The first tender is ready to be issued and addresses concerns related to domestic manufacturing that resulted in India being pulled up at the WTO after the US lodged a complaint at the multilateral agency. As a result, the tweaked plan does not insist on using locally-manufactured panels and modules for the government programme. Instead, companies with manufacturing facility can use the production base for exports to other countries. The idea is to ensure that the entire production chain is set up in the country as part of the thrust to the Make in India initiative.

The local production clause along with the duties on imports, including the recently-imposed safeguard duty to protect local industry, are aimed at creating domestic manufacturing capability in an industry where China is increasingly gaining muscle. The strategy also emanates from the experience in the mobile handset space where India is at best an assembly base for low-end phones with the production chain missing. Large orders are expected to provide the much-needed confidence to global players to invest in a manufacturing base in India.

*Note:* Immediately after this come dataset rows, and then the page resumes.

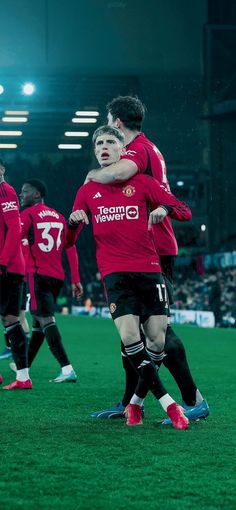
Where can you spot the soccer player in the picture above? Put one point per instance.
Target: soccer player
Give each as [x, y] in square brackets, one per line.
[129, 264]
[44, 234]
[141, 155]
[12, 269]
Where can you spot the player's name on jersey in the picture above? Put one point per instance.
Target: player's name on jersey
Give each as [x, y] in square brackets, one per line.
[130, 212]
[47, 212]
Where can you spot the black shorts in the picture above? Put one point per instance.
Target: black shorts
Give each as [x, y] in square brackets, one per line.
[141, 294]
[167, 265]
[44, 291]
[25, 295]
[11, 287]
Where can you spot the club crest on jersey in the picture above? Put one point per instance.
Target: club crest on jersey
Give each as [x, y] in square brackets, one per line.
[129, 191]
[112, 307]
[9, 206]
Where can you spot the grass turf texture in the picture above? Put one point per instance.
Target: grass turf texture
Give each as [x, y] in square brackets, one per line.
[54, 456]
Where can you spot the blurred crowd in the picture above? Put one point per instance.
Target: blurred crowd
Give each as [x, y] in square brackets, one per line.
[215, 292]
[193, 290]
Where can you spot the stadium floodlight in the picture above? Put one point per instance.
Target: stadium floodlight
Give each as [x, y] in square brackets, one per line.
[69, 146]
[14, 119]
[84, 120]
[87, 114]
[11, 133]
[16, 112]
[76, 133]
[28, 89]
[8, 146]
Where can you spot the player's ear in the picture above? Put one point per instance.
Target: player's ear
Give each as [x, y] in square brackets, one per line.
[118, 123]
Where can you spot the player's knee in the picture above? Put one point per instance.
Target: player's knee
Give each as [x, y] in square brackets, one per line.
[173, 345]
[156, 342]
[10, 319]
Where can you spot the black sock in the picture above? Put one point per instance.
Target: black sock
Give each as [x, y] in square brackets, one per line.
[176, 362]
[131, 377]
[53, 338]
[18, 344]
[144, 365]
[35, 343]
[142, 389]
[7, 339]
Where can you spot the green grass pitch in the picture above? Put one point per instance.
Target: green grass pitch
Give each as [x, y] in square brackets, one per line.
[54, 456]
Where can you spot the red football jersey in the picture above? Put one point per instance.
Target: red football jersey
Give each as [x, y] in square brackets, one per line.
[150, 160]
[120, 222]
[10, 230]
[44, 231]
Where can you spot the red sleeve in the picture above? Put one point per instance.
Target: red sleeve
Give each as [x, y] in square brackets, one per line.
[11, 218]
[73, 260]
[79, 203]
[26, 222]
[158, 195]
[139, 157]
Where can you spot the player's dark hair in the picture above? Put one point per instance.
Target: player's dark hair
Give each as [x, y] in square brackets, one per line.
[129, 109]
[108, 130]
[39, 185]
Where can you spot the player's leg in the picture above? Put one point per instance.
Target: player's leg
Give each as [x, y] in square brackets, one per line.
[6, 354]
[47, 290]
[16, 333]
[176, 359]
[128, 327]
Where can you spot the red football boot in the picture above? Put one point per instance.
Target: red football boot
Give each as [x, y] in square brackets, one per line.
[19, 385]
[134, 414]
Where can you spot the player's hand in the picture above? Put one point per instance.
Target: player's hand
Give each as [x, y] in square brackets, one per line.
[3, 270]
[77, 290]
[77, 216]
[156, 216]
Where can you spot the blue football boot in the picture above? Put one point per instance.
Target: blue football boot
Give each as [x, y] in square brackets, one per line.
[6, 353]
[193, 413]
[117, 411]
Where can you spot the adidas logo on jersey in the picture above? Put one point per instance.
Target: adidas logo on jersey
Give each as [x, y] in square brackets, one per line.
[9, 206]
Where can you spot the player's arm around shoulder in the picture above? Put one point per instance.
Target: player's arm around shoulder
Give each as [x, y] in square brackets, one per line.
[167, 203]
[117, 172]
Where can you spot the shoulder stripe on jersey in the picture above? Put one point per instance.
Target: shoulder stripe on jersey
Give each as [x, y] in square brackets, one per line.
[149, 166]
[3, 192]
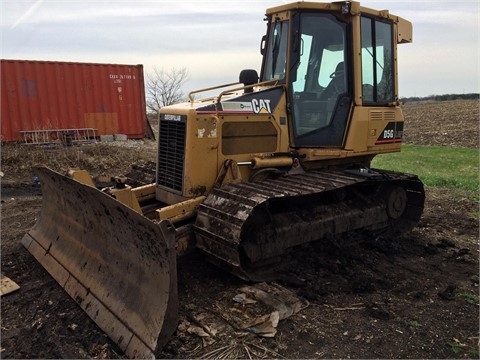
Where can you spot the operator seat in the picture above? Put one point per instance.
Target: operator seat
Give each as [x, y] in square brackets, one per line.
[337, 85]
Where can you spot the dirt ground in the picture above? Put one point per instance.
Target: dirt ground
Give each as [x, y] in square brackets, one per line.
[414, 296]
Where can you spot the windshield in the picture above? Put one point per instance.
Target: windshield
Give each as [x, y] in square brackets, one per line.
[318, 81]
[277, 52]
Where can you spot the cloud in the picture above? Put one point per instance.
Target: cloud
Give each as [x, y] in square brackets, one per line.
[216, 39]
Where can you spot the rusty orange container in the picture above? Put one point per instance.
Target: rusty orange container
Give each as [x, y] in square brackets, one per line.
[51, 96]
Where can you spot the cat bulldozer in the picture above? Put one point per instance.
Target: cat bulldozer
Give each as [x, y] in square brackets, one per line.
[278, 159]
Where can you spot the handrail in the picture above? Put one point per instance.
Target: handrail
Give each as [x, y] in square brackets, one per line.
[190, 95]
[246, 87]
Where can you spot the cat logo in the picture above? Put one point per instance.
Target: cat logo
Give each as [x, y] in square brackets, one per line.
[261, 106]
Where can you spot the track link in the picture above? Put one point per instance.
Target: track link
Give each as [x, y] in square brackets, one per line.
[245, 228]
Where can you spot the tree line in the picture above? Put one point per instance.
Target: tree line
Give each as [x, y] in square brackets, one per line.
[164, 87]
[445, 97]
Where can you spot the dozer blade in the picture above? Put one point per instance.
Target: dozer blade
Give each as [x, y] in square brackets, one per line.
[116, 264]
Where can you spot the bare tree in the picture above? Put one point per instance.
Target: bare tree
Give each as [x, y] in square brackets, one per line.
[165, 87]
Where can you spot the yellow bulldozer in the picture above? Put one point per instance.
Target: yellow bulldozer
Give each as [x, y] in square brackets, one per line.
[273, 161]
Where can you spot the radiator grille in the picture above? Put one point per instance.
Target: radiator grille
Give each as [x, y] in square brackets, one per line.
[171, 151]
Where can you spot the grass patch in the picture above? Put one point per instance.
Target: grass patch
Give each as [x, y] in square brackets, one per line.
[98, 158]
[435, 165]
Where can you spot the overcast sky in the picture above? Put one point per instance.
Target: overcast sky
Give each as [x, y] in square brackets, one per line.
[214, 40]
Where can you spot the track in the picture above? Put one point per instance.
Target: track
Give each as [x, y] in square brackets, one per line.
[247, 228]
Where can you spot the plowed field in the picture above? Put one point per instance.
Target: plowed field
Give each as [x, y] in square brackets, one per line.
[414, 296]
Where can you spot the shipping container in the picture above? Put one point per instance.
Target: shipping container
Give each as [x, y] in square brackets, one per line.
[52, 99]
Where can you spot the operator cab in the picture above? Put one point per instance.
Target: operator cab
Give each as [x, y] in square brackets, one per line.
[311, 52]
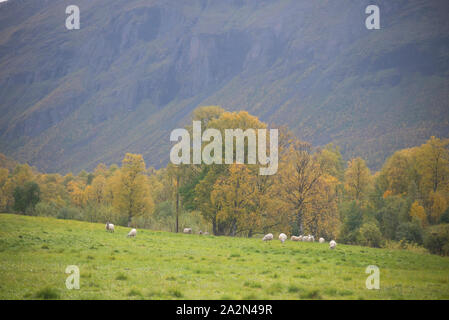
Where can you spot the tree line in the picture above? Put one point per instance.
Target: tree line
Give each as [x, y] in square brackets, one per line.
[314, 192]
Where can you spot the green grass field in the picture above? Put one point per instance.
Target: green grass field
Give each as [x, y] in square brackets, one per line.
[35, 251]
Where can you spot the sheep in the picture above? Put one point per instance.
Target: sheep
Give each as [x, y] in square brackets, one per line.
[268, 237]
[282, 237]
[132, 233]
[109, 227]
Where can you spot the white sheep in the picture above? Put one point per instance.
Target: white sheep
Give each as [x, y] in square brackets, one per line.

When asked about the Centre’s latest move, SoftBank founder and chairman Masayoshi Son said, “In the long-term, ‘Make in India’ is supposed to be good. In the short term, it becomes a burden because the Chinese panels are cheaper due to their scale and the manufacturing ecosystem… You need the entire ecosystem, which goes beyond assembly. It has to be much deeper than panel assembly to include R&D, technology, new IP, materials, deep engineering, even glass, which is not normal glass. You need sophisticated engineers and not just assembly technicians.”